How many resistors are needed?
I was able to find a bound for the number of resistors required.
Given a resistance $\frac{a}{b}$, at least $n$ resistors are required where $\phi_{n+2}$ is the first Fibonacci number greater than or equal to $a+b$.
Here's my thinking process and proof:
Naturally I started out by listing things to see if I could find a pattern.
\begin{align*} n&=1 &&1/1\\ n&=2 &&1+1=2/1\\ & &&1\oplus1 = 1/2\\ n&=3 &&1+(1+1)=3/1\\ & &&1+(1\oplus1) = 3/2\\ & &&1\oplus(1+1) = 2/3\\ & &&1\oplus(1\oplus1) = 1/3\\ n&=4 &&1+(1+(1+1)) = 4/1\\ & &&1+(1+(1\oplus1)) = 5/2\\ & &&1+(1\oplus(1+1)) = 5/3\\ \end{align*}
At this point I got bored, but I noticed a curious pattern: Let $R_n$ be the set of possible resistances for $n$ resistors. Let $M_n = \max\{a+b: a/b \in R_n\}$ It appears to be the case that the $n$th Fibonacci number, $\phi_n$, is equal to $M_{n-2}$. Define Max($R_n$) to be the subset of $R_n$ such that $a/b \in \mathrm{Max}(R_n)$ if $a+b = M_n$. Then the maximal resistances for $n$ resistors are any resistances in Max($R_n$). It can also be observed that Max($R_n$) always seems to have two elements, and these are of the form $\frac{\phi_{n+1}}{\phi_{n}}$ and $\frac{\phi_{n}}{\phi_{n+1}}$. (Note that the first "pattern" is a direct consequence of this.)
In other words, (if this is true), given a resistance $a/b$, at least $n$ resistors are required where $\phi_{n+2}$ is the first Fibonacci number greater than or equal to $a+b$.
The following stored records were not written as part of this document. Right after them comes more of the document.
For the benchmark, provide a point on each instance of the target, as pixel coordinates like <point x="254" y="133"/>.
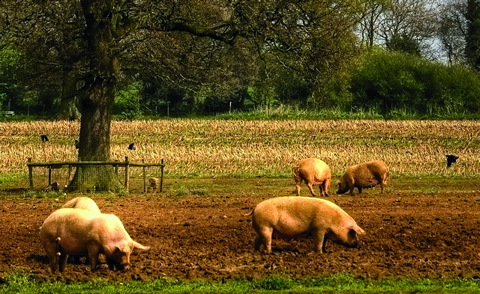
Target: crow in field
<point x="451" y="159"/>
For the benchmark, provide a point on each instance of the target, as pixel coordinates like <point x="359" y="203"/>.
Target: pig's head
<point x="119" y="256"/>
<point x="348" y="236"/>
<point x="342" y="186"/>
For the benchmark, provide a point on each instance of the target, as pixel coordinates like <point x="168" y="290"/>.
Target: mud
<point x="208" y="237"/>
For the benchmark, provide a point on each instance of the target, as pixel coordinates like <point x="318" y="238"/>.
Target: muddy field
<point x="208" y="237"/>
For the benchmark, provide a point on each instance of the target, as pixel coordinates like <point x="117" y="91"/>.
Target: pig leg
<point x="320" y="240"/>
<point x="310" y="187"/>
<point x="93" y="251"/>
<point x="265" y="234"/>
<point x="326" y="185"/>
<point x="62" y="259"/>
<point x="258" y="243"/>
<point x="51" y="250"/>
<point x="298" y="181"/>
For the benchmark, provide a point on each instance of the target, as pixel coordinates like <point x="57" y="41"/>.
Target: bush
<point x="393" y="81"/>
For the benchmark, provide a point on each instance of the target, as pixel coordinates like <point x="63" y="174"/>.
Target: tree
<point x="452" y="30"/>
<point x="472" y="41"/>
<point x="89" y="47"/>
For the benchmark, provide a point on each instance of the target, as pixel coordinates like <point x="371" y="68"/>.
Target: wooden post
<point x="161" y="176"/>
<point x="69" y="174"/>
<point x="144" y="178"/>
<point x="49" y="175"/>
<point x="127" y="177"/>
<point x="30" y="174"/>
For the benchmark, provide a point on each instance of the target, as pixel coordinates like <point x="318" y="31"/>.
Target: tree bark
<point x="96" y="100"/>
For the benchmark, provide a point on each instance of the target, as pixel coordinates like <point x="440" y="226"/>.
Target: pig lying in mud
<point x="364" y="175"/>
<point x="314" y="172"/>
<point x="82" y="203"/>
<point x="71" y="231"/>
<point x="288" y="217"/>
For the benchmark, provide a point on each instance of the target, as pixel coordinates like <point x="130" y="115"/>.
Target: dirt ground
<point x="431" y="235"/>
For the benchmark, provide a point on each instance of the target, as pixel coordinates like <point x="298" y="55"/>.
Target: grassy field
<point x="235" y="148"/>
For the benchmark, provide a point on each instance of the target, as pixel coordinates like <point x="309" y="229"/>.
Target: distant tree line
<point x="206" y="57"/>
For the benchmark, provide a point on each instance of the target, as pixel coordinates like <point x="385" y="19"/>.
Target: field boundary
<point x="115" y="164"/>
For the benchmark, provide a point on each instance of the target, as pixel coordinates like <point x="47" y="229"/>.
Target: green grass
<point x="19" y="282"/>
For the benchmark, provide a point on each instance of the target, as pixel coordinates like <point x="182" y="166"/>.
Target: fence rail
<point x="114" y="164"/>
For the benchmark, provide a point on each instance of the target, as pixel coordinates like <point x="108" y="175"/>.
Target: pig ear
<point x="140" y="246"/>
<point x="352" y="233"/>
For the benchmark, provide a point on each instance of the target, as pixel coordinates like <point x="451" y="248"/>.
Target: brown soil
<point x="208" y="237"/>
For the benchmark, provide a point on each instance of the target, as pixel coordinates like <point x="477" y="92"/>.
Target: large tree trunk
<point x="96" y="100"/>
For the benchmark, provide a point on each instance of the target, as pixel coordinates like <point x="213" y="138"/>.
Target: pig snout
<point x="342" y="188"/>
<point x="119" y="263"/>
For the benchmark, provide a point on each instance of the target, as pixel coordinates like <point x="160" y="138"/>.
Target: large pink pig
<point x="70" y="231"/>
<point x="288" y="217"/>
<point x="314" y="172"/>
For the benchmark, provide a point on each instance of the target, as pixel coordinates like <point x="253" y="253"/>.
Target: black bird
<point x="451" y="159"/>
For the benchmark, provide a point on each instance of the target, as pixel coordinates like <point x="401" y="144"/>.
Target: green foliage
<point x="183" y="190"/>
<point x="20" y="282"/>
<point x="10" y="68"/>
<point x="391" y="81"/>
<point x="127" y="101"/>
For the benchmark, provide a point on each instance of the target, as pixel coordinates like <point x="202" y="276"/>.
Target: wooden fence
<point x="114" y="164"/>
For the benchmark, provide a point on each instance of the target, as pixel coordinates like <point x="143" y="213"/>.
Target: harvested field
<point x="409" y="234"/>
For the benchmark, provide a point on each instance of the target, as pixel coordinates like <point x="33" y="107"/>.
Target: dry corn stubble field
<point x="420" y="228"/>
<point x="221" y="148"/>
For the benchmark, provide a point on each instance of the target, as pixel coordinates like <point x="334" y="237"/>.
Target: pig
<point x="71" y="231"/>
<point x="364" y="175"/>
<point x="289" y="217"/>
<point x="82" y="203"/>
<point x="314" y="172"/>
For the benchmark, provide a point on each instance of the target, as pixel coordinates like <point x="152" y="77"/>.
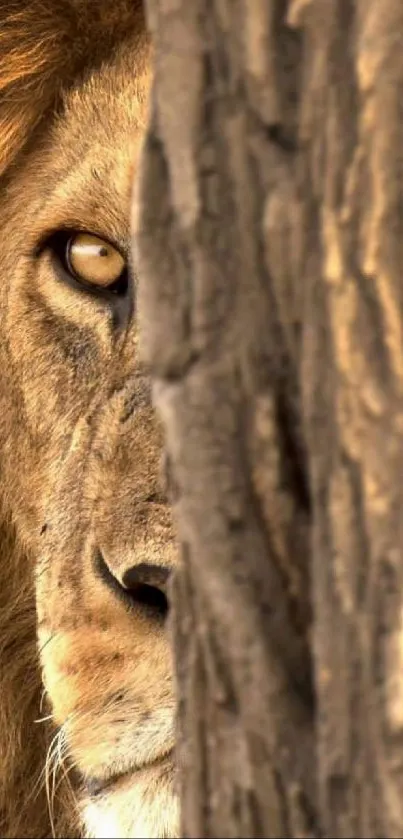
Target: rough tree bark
<point x="269" y="239"/>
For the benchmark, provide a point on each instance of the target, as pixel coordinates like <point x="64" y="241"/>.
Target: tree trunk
<point x="269" y="237"/>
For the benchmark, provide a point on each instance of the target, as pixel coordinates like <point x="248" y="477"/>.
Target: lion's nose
<point x="142" y="586"/>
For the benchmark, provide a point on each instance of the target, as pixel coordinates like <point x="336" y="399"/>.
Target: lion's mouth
<point x="100" y="786"/>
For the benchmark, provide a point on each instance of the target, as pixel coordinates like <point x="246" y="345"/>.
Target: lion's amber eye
<point x="93" y="260"/>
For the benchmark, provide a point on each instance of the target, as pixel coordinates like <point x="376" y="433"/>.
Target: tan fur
<point x="79" y="443"/>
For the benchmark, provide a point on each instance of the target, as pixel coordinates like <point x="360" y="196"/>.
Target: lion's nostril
<point x="146" y="584"/>
<point x="151" y="597"/>
<point x="143" y="586"/>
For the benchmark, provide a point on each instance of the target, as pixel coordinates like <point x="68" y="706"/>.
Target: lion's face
<point x="80" y="454"/>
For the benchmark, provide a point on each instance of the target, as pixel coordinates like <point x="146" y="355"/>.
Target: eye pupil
<point x="93" y="261"/>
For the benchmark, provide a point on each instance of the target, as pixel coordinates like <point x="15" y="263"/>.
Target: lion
<point x="87" y="707"/>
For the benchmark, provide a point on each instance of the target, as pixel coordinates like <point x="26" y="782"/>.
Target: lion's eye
<point x="94" y="261"/>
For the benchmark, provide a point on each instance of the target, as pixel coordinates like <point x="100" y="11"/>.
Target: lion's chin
<point x="142" y="805"/>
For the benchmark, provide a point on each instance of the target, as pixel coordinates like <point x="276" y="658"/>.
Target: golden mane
<point x="45" y="47"/>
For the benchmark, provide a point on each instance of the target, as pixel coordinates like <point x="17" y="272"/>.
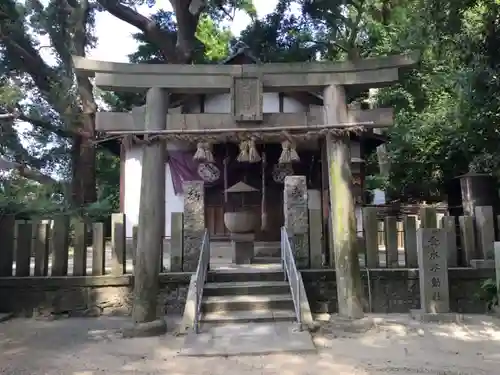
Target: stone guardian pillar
<point x="151" y="228"/>
<point x="296" y="218"/>
<point x="342" y="208"/>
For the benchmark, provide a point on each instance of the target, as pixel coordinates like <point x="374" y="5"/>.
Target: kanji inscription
<point x="247" y="99"/>
<point x="433" y="270"/>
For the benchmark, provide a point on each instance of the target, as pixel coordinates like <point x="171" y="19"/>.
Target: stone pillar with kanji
<point x="433" y="275"/>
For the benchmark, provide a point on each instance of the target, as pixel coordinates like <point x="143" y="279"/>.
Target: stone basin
<point x="240" y="222"/>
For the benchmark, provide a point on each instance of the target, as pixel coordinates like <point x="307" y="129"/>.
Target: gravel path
<point x="394" y="346"/>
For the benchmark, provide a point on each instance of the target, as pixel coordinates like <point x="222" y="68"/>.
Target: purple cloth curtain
<point x="184" y="168"/>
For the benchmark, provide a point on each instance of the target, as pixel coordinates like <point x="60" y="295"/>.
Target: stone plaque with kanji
<point x="247" y="99"/>
<point x="433" y="270"/>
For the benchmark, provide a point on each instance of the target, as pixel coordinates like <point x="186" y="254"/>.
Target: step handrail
<point x="200" y="278"/>
<point x="292" y="275"/>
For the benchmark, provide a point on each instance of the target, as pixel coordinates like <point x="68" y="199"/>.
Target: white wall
<point x="270" y="104"/>
<point x="133" y="171"/>
<point x="175" y="203"/>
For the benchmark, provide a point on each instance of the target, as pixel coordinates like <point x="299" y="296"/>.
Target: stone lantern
<point x="241" y="223"/>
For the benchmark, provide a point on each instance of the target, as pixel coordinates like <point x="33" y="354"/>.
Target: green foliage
<point x="488" y="293"/>
<point x="446" y="109"/>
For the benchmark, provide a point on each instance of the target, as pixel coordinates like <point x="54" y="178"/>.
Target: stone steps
<point x="247" y="303"/>
<point x="250" y="294"/>
<point x="255" y="316"/>
<point x="253" y="273"/>
<point x="266" y="260"/>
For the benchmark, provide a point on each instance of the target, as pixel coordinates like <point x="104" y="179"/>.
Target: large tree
<point x="58" y="105"/>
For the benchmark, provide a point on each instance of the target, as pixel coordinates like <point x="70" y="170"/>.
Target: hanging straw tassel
<point x="203" y="153"/>
<point x="243" y="156"/>
<point x="209" y="156"/>
<point x="199" y="155"/>
<point x="253" y="153"/>
<point x="263" y="214"/>
<point x="288" y="153"/>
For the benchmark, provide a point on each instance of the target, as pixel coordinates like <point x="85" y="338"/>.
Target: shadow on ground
<point x="391" y="344"/>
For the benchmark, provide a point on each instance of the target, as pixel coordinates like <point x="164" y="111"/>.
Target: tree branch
<point x="165" y="42"/>
<point x="24" y="171"/>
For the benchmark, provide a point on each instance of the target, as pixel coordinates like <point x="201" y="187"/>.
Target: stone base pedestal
<point x="243" y="248"/>
<point x="424" y="317"/>
<point x="482" y="263"/>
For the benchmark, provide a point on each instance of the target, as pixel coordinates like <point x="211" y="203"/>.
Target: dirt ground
<point x="393" y="345"/>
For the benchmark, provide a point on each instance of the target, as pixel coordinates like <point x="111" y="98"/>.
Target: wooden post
<point x="60" y="239"/>
<point x="80" y="249"/>
<point x="98" y="249"/>
<point x="176" y="238"/>
<point x="467" y="239"/>
<point x="23" y="250"/>
<point x="134" y="244"/>
<point x="448" y="223"/>
<point x="347" y="270"/>
<point x="42" y="249"/>
<point x="410" y="240"/>
<point x="315" y="228"/>
<point x="151" y="219"/>
<point x="391" y="242"/>
<point x="428" y="217"/>
<point x="370" y="228"/>
<point x="485" y="231"/>
<point x="118" y="258"/>
<point x="7" y="225"/>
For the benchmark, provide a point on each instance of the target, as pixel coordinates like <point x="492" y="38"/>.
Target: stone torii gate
<point x="246" y="83"/>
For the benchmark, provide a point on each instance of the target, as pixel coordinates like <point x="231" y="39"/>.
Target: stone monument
<point x="241" y="223"/>
<point x="433" y="275"/>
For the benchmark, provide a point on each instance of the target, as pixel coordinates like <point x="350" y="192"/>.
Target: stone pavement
<point x="248" y="339"/>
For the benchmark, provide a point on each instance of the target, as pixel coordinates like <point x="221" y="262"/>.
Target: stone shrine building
<point x="267" y="179"/>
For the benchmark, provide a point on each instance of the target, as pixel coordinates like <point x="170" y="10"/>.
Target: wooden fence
<point x="43" y="248"/>
<point x="391" y="241"/>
Claim: Given $n$ resistors, the only two maximal resistances are of the form $\frac{\phi_{n+1}}{\phi_{n}}$ and $\frac{\phi_{n}}{\phi_{n+1}}$.
Proof
Note that from here on I will use $v(R) = a+b$, where $R = a/b$.
Base case: trivial.
Inductive step: Let $k\in \mathbb{N}$. Suppose the only maximal resistances for 1 through $k$ resistors have been of the form $\frac{\phi_{k+1}}{\phi_{k}}$ and $\frac{\phi_{k}}{\phi_{k+1}}$. It follows that for $k+1$ resistors, $R = \frac{\phi_{k+2}}{\phi_{k+1}}$ can be obtained, as $\frac{\phi_{k+2}}{\phi_{k+1}} = 1\oplus\frac{\phi_{k}}{\phi_{k+1}}$. Similarly the reciprocal can be obtained. Now it must be shown that $\frac{\phi_{k+2}}{\phi_{k+1}}$ and $\frac{\phi_{k+1}}{\phi_{k+2}}$ are maximal.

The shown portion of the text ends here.